After removing the dirty glass from the donor unit I noticed something. The donor says ALT and OIL on the warning lights, something mine doesn’t have!
I love unmarked warning lights as much as the next person, but I was feeling fancy, so had to find out if I could swap the lenses over.
As it turns out, it’s easy to do. The lenses are attached to that black ring, which is only held on with the spring clips.
Swapped, with cleaned glass and donor seal
Obviously I couldn’t leave the speedo looking like that, so I removed and cleaned the glass and swapped a better gasket onto it
Now I could attach the clock to my refurbished two dial cluster
I cleaned and refitted the rings. They’re slightly tarnished but still useable.
Now I had to fix the PCB. The best fix I could do was to bypass the damaged traces with a wire, soldered to the nearest big copper pad. First I cleaned the area I was going to solder on the PCB with a fibreglass brush to get any tarnishing or coating off the copper, and then tinned the PCB and end of the wire (yes, I stripped the wire way too far back. It’ll be OK. The others are shorter).

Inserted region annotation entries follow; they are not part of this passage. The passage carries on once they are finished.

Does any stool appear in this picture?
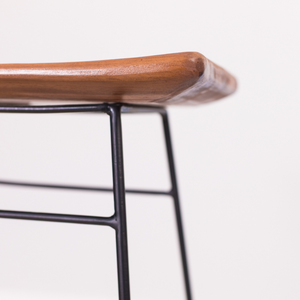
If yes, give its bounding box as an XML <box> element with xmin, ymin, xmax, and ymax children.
<box><xmin>0</xmin><ymin>52</ymin><xmax>236</xmax><ymax>300</ymax></box>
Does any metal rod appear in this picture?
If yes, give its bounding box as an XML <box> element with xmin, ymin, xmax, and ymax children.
<box><xmin>0</xmin><ymin>210</ymin><xmax>116</xmax><ymax>228</ymax></box>
<box><xmin>109</xmin><ymin>105</ymin><xmax>130</xmax><ymax>300</ymax></box>
<box><xmin>0</xmin><ymin>103</ymin><xmax>108</xmax><ymax>114</ymax></box>
<box><xmin>161</xmin><ymin>112</ymin><xmax>192</xmax><ymax>300</ymax></box>
<box><xmin>0</xmin><ymin>180</ymin><xmax>171</xmax><ymax>196</ymax></box>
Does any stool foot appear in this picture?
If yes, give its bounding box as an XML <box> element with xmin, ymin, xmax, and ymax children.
<box><xmin>109</xmin><ymin>105</ymin><xmax>130</xmax><ymax>300</ymax></box>
<box><xmin>161</xmin><ymin>112</ymin><xmax>192</xmax><ymax>300</ymax></box>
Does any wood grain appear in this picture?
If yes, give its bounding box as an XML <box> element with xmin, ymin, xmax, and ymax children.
<box><xmin>0</xmin><ymin>52</ymin><xmax>236</xmax><ymax>105</ymax></box>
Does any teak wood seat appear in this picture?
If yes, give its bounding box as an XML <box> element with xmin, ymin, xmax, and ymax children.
<box><xmin>0</xmin><ymin>52</ymin><xmax>236</xmax><ymax>105</ymax></box>
<box><xmin>0</xmin><ymin>52</ymin><xmax>236</xmax><ymax>300</ymax></box>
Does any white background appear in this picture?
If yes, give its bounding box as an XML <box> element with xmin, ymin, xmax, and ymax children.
<box><xmin>0</xmin><ymin>0</ymin><xmax>300</xmax><ymax>300</ymax></box>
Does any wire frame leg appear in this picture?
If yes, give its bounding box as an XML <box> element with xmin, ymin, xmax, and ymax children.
<box><xmin>109</xmin><ymin>105</ymin><xmax>130</xmax><ymax>300</ymax></box>
<box><xmin>161</xmin><ymin>112</ymin><xmax>192</xmax><ymax>300</ymax></box>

And then soldered the wire to the tinned copper pad. I tried to have the wire as close to the edge and as flat as possible so that it wouldn’t interfere with the screw that goes through the PCB.
That wire is quite long and I wanted to make sure it’d clear the housing. Since its installed back on the housing now I’ll secure the wire with tape. You can just see the other repair below it. I snipped the previous “repair” and soldered directly to the pad and to the top of the plug contact.

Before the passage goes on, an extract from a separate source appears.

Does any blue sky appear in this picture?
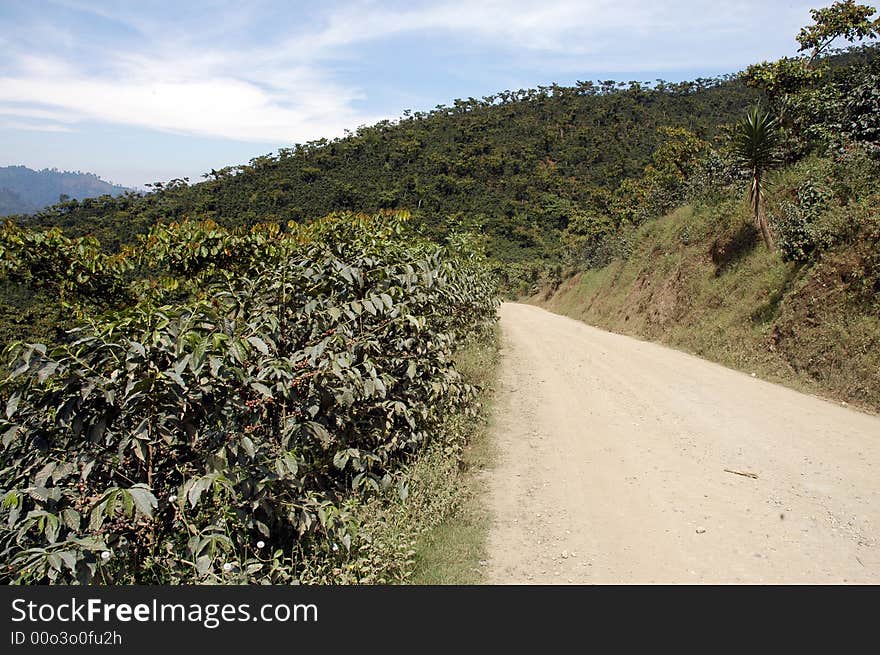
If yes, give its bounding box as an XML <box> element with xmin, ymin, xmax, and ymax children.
<box><xmin>0</xmin><ymin>0</ymin><xmax>829</xmax><ymax>186</ymax></box>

I reassembled it, and tested.
It was all going so well until I tried to install an LED into the high beam indicator (as it’s SUPER dim with a bulb in it) and when removing the LED to turn it around and change the polarity to see if it would work, the metal housing of the LED shorted on the back of the PCB and blew one of the traces to bits. Cue much swearing, and soldering a new link in to bridge the burnt-out trace. I had to insulate under this one as its really close to the other traces and I didn’t want them to short out against the new wire.
Another test shows that thankfully I didn’t cock it up completely, and everything works again. Phew.
Well, by “everything” I mean everything but the clock, since that is dead as a doornail. I tried feeding 12V straight into it and it will tick once, the second hand will move, and then it’s dead until I remove and replace power, where it will tick once, again. Very disappointed. So now I’m left with a couple of options. Find a tacho module to swap in. Disassemble and
break the clock more fix the clock. Or Find an aftermarket tacho that matches the size and style and 3D print a bracket to hold it in place. Not sure what I’ll do yet, but I do have a lead on a stock tacho, so we’ll see.
Before giving up for the day I thought I would try some 303 Aerospace Protectant on the super dry vinyl dash. It came up surprisingly well. It’s still very dry and has a lot of overspray on it, but its black, not grey now. It just drank the 303 up, so will keep applying more and see if it softens it over time.
A bit different from how it looked before.
I’ve got a wee box of bits waiting to go into the car, but I’m still waiting on a few more parts to arrive from the UK. I need the BMW to sell before I can really get cracking. It’s listed for sale now, so hopefully someone falls in love with it soon.